ADR-003: Redis semantic cache (HNSW + threshold=0.92) over exact-match LRU | AI Serving Platform

Context

M01 ships the vLLM endpoint with no caching. Every request — including near-identical repeats from the same tenant — hits the model. On the FinSight workload (5 tenants asking financial-analyst questions about earnings, regulations, instruments) we measured the M02 baseline at 1800ms p99, $0.48 per request, with a long tail of repeat queries: "summarize Apple's Q4 earnings", "summarize AAPL Q4 earnings", "give me the AAPL earnings summary" — three paraphrases, three full GPU passes.

Three caching options:

Exact-match LRU (in-memory). Hash the prompt; if seen, return cached response. Sub-millisecond lookup. Coverage on the FinSight workload: ~10% (only catches verbatim repeats). The paraphrase tail gets nothing.
Semantic cache only (Redis HNSW). Embed the prompt; compare against a Redis vector index of prior embeddings; return the cached response when cosine ≥ 0.92. Coverage: ~~35% on the FinSight workload (catches the paraphrase tail). Every miss costs an embedding call (~~$0.00002 at text-embedding-3-small) and ~5–10ms vector search latency.
Tier-1 exact + tier-2 semantic. Same dual-tier pattern as RAG: try exact first, fall through to semantic on miss. Adds complexity for marginal coverage on the FinSight workload (the exact-only tier catches ~10% but it's already in the semantic tier's coverage).

Option 2 wins for this workload because the FinSight queries are paraphrase-heavy by nature (analysts re-ask the same question different ways). On a workload with truly verbatim repeats (autocomplete, FAQ endpoints) the dual-tier pattern would be the right answer.

Decision

We adopt a single-tier Redis semantic cache with HNSW vector index and cosine threshold 0.92.

# api/cache/semantic_cache.py
class SemanticCache:
    def __init__(self):
        self.embedder = SentenceTransformer(
            "sentence-transformers/all-MiniLM-L6-v2"  # 384-dim, ~22M params
        )
        self.threshold = 0.92                          # tuned on FinSight queries
        self.ttl_default = 86400                       # 1 day
        self.ttl_volatile = 300                        # 5 min for rate/yield/price queries

    async def lookup(self, query: str) -> CacheHit | None:
        embedding = self.embedder.encode(query)
        results = await self.redis.ft("idx:cache").search(
            f"*=>[KNN 1 @embedding $vec]",
            query_params={"vec": embedding.tobytes()},
        )
        if results.docs and results.docs[0].score >= self.threshold:
            return CacheHit.from_doc(results.docs[0])
        return None

Cache key format: cache:{sha256(query)[:16]}. The SHA truncation prefix is for debugging (lets us correlate cache entries to query hashes); the actual lookup is HNSW vector similarity.

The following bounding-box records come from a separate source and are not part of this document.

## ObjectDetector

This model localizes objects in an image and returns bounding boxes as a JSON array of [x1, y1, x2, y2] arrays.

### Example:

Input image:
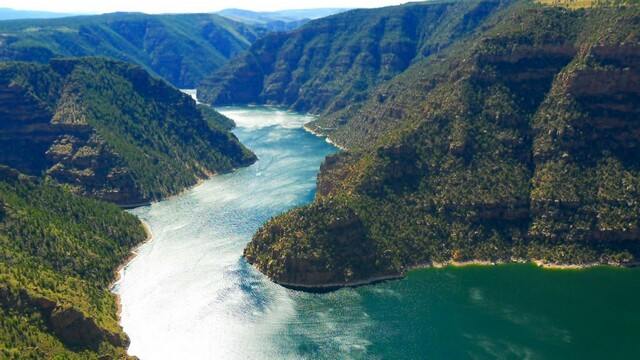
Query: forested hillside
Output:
[[199, 1, 508, 114], [245, 2, 640, 287], [0, 13, 265, 88], [0, 166, 146, 359]]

The TTL split (ttl_default=86400 vs ttl_volatile=300) addresses a domain-specific failure mode: questions about prices, yields, and rates go stale within minutes; questions about regulations or company fundamentals stay fresh for hours. Volatility is detected via keyword classification on the query ("rate", "yield", "price", "current").

Tradeoffs we accept

Lever	Alternative	Chosen
Coverage	Exact-only (~10%)	Semantic (~35% measured on FinSight)
Per-query overhead	$0/0ms (no cache)	~$0.00002 + 5–10ms (embedding + KNN)
Threshold tuning	None (exact match)	0.92 calibrated on FinSight golden set
Failure mode	Cache miss = full model call	Cache miss = embedding wasted + full model call
Volatility handling	Single TTL	TTL split (5min volatile / 1day default)

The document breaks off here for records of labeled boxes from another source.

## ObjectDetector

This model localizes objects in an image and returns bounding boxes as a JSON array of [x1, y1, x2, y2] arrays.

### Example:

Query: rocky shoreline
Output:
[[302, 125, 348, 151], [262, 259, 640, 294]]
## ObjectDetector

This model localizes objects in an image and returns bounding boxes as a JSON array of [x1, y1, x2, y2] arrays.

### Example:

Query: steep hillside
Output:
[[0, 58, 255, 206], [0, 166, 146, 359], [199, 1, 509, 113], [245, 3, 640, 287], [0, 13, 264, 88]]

The largest concrete cost is the per-query embedding overhead on cache miss: 5–10ms latency + $0.00002. We accept it because (a) the embedding miss is dwarfed by the model call when it lands (avg 150–300ms vLLM generation), and (b) the 35% hit rate at the FinSight workload turns into $1,247/mo savings at the reference scenario per the cost-model CSV.

Consequences (positive)

35% measured cache hit rate on the FinSight workload — and it's the paraphrase tail, exactly the requests an exact-match cache misses.
Cached p99 latency drops to 8ms (Redis HNSW lookup + response serialization). Versus 195ms p99 with cache miss. The latency cliff between hit and miss is what makes the cache user-visible.
Single source of truth for "what we've answered before." The cost manager (app/cost_manager.py) reads cache hits from the same Redis index for per-tenant attribution.
Volatility-aware TTL prevents the most common semantic-cache failure mode: stale prices/rates leaking back as fresh answers.

Consequences (negative)

Embedding-model dependency. all-MiniLM-L6-v2 is a vendor (HuggingFace) dependency. If the model gets pulled or the embedding semantics shift meaningfully across versions, the threshold needs re-tuning. We pin the model SHA in requirements.txt.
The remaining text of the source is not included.